Six agents of the Secret Service were suspended yesterday. “The agency has come under intense scrutiny,” explains Eileen Sullivan of The New York Times, “since a 20-year-old gunman was able to fire several shots at Mr. Trump as he spoke onstage at a campaign rally on July 13, 2024. . . .

“It was the first assassination attempt since 1981 to wound a current or former president — a bullet grazed Mr. Trump’s ear.” Such a close miss! No wonder Trump now suggests he’s on a mission from God.

The Times’s Washington reporter says the agency has, since the shooting, endured “intense” scrutiny, but that’s not what it looks like from here in the bleachers. The Butler, Pennsylvania, assassination attempt was dropped by the media like a hot rock, after the first week or so, receiving very little public scrutiny . . . considering its grave implications. (Pun intended.)

Multiple inquiries, including from Congress,” the Times goes on, “into the security lapses at Butler had some overlapping conclusions, in particular that there was a significant breakdown in communications between agents themselves, and between Secret Service agents and the local law enforcement helping to secure the rally site.”

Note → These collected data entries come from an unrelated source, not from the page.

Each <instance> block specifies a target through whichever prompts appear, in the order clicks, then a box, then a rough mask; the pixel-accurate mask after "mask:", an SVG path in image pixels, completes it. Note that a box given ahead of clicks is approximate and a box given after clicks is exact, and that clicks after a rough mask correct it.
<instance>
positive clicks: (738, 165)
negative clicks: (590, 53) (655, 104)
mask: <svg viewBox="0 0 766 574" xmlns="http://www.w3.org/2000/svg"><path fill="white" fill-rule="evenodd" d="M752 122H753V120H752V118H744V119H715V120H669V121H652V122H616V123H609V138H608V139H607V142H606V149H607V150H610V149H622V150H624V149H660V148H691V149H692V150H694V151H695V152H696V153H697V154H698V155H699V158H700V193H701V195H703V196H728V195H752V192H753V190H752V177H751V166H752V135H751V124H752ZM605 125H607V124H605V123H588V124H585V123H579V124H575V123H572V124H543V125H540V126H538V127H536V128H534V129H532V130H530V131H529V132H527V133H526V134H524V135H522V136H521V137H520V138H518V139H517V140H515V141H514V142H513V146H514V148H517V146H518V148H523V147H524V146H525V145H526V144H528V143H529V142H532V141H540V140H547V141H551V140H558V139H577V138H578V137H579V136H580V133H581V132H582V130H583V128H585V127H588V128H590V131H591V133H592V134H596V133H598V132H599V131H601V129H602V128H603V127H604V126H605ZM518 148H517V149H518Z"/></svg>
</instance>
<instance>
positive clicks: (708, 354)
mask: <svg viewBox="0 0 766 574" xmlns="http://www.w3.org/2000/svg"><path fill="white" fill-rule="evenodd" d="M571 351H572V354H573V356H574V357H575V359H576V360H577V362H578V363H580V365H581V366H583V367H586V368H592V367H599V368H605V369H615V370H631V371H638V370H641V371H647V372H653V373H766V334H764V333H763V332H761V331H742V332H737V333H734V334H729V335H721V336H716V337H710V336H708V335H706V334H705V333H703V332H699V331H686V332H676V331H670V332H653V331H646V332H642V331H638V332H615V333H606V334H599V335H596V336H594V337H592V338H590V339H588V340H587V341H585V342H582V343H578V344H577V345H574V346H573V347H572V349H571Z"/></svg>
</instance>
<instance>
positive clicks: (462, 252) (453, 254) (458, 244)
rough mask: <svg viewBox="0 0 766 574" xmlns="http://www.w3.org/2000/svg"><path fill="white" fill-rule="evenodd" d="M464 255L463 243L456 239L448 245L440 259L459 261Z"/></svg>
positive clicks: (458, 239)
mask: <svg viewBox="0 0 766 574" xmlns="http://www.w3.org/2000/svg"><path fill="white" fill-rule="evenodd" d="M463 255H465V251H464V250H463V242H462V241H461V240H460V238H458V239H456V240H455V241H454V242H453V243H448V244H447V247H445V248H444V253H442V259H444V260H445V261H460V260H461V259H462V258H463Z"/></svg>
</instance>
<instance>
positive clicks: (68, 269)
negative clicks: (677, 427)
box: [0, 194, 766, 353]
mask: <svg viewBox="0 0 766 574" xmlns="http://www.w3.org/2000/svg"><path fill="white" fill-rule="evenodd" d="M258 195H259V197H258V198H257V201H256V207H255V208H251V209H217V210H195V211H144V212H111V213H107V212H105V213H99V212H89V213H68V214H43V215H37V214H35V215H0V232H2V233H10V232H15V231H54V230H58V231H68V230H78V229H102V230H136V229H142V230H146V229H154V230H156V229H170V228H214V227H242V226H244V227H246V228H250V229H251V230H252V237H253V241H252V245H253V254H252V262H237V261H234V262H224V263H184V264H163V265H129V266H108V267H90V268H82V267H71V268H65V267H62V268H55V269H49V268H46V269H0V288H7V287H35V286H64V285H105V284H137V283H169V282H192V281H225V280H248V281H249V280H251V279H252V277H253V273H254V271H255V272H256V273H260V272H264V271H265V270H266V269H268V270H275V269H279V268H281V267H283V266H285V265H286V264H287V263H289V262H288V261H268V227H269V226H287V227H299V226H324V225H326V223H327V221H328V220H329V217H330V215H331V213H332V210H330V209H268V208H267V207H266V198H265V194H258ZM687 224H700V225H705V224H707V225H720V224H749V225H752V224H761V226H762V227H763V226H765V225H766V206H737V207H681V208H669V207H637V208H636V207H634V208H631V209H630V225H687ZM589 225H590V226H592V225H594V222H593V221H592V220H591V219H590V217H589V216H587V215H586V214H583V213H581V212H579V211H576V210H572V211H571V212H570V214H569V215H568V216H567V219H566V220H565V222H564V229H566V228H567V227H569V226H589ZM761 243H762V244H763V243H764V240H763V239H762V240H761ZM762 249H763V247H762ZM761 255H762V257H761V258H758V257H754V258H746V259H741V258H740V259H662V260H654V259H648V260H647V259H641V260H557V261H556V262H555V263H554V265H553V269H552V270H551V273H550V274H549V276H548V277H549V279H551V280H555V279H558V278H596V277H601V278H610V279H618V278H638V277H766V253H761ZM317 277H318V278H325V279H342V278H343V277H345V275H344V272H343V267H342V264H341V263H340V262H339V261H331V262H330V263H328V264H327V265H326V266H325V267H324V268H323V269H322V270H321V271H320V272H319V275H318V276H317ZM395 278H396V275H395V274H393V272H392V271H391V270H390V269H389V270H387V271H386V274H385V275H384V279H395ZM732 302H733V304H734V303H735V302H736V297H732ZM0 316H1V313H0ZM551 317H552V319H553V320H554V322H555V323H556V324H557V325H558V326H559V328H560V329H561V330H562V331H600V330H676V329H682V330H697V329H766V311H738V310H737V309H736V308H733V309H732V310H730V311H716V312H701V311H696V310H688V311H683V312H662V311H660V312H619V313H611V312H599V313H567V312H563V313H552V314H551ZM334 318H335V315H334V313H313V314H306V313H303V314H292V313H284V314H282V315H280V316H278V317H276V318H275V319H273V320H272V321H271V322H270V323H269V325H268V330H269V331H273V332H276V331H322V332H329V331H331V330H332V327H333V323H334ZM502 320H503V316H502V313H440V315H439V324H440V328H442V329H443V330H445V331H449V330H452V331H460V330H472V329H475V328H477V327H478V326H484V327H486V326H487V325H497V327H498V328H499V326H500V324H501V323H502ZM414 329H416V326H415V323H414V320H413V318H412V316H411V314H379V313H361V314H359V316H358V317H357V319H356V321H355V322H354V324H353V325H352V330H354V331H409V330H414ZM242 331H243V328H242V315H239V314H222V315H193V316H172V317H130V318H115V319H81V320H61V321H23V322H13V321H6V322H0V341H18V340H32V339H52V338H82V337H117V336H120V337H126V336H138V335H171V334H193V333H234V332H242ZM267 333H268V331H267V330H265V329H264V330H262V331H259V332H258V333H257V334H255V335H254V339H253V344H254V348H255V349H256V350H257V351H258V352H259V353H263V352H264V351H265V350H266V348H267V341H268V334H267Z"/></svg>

By Hanlon’s razor, we are supposed to avoid using malice and conspiracy as explanations for when things go wrong . . . if at all possible. And incompetence — if not exactly Hanlon’s chosen word, stupidity — is indeed the official determination.

And now it has been dealt with. Officially. A few agents were suspended without pay from ten to 42 days.

Is that enough?

Such gross incompetence deserves an outright termination of employment. Everybody knows this.
Is it really that impossible to fire a government employee?

Some will speculate that they were treated lightly to keep their mouths shut.

You know, about a conspiracy. 

But the undoubted proliferation of stupidity in government always makes Hanlon’s razor easy to apply.

This is Common Sense. I’m Paul Jacob.